*TLDR: I'm a statistician (bear with me!) trying to use the martingale CLT but I only can estimate the conditional variance instead of the unconditional one. Can I do anything to get a CLT with norming by the conditional variance?*

Suppose I have two iid data streams: $X = (X_1, X_2, \ldots)$ and $Y = (Y_1, Y_2, \ldots)$ independent of each other with $E X_1^2 < \infty$ and $E Y_1^2 < \infty$. I'm trying to estimate $\theta = E X_1 - E Y_1$ by sampling $X$ and $Y$ into sample means but with a wrinkle:

The entire timeline is divided up into slices, so that at the time when there are $n$ total points there are $k(n)$ slices, where in slice $i$ we have a difference-in-sample-means estimate $\hat{\theta}_i = \bar{X}_i - \bar{Y}_i$ calculated only from data within that slice. Also suppose that at time $n$, the number of points within slice $i$ (denoted $n_i$), is non-zero, known and not random for each $1 \leq i \leq k(n)$.

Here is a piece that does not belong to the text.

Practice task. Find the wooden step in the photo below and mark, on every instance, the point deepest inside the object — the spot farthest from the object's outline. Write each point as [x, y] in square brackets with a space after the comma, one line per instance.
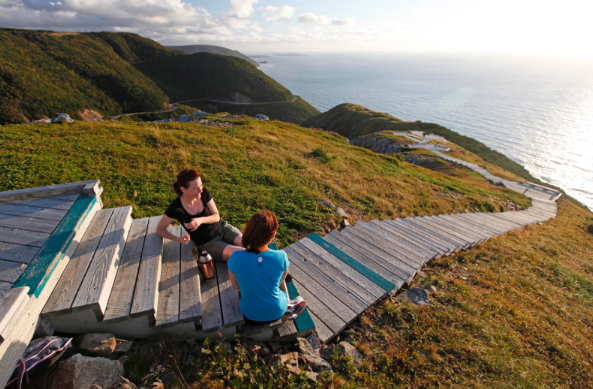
[146, 292]
[96, 286]
[406, 248]
[394, 275]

Assume there is dependence between the within-slice estimates $\{\hat{\theta}_i: 1 \leq i \leq n\}$ in the following way:

 - For each $i$, the probability $p_i$ that each of the $n_i$ total within-slice visitors will be sampled from stream $X$ (instead of $Y$) is a function of $\hat{\theta}_{i-1}$. Assume that $p_i \in (0,1)$ so that the $\hat{\theta}_i$'s are orthogonal.

To ease notation let $E_{n,i} := \frac{n_i}{n} (\bar{X}_i - \bar{Y}_i - \theta)$ so that we can write simply $T_{n,j} = \sum_{i=1}^j E_{n,i}$ with each $E_{n,i}$ having zero mean. Fortunately because of orthogonality of the $E_{n,i}'s$ the variance of $T_{n,i}$ is just
$$ \textrm{Var}(T_{n,j}) = \sum_{i=1}^j \textrm{Var}(E_{n,i}) $$
and from here it is straightforward enough to show that $T_{n,k(n)} / \textrm{Var}(T_{n,k(n)})^{1/2}$ has a limiting normal distribution.

**My question:** Unfortunately, in practice it's way easier to compute the conditional variances $E(E_{n,i}^2 | \mathcal{F}_{n,i-1})$ than the unconditional ones $\textrm{Var}(E_{n,i})$. Is it still possible to obtain a CLT using a norming by this conditional variance instead? For example:

$$ \frac{T_{n,k(n)}}{\sum_{i=1}^{k(n)} E(E_{n,i}^2 | \mathcal{F}_{n,i-1})^{1/2}} \to N(0,1) \textrm{ in distribution as } n \to \infty$$

Is this workable at all (maybe with mild assumptions) or is it totally missing an important point about how the CLT works?

**UPDATE 1**: I am making no assumptions on the manner of dependence of $p_i$ on $\hat{\theta}_{i-1}$ aside that $p_i$ is bounded away from 0 and 1. If it turns out that this is intractable then I'd love to investigate what conditions must be imposed to make this work!

**UPDATE 2**: I realized that my initial problem about constructing a martingale really boiled down to the question of the conditional variance vs. the unconditional one. Restructured the question to make it more concrete.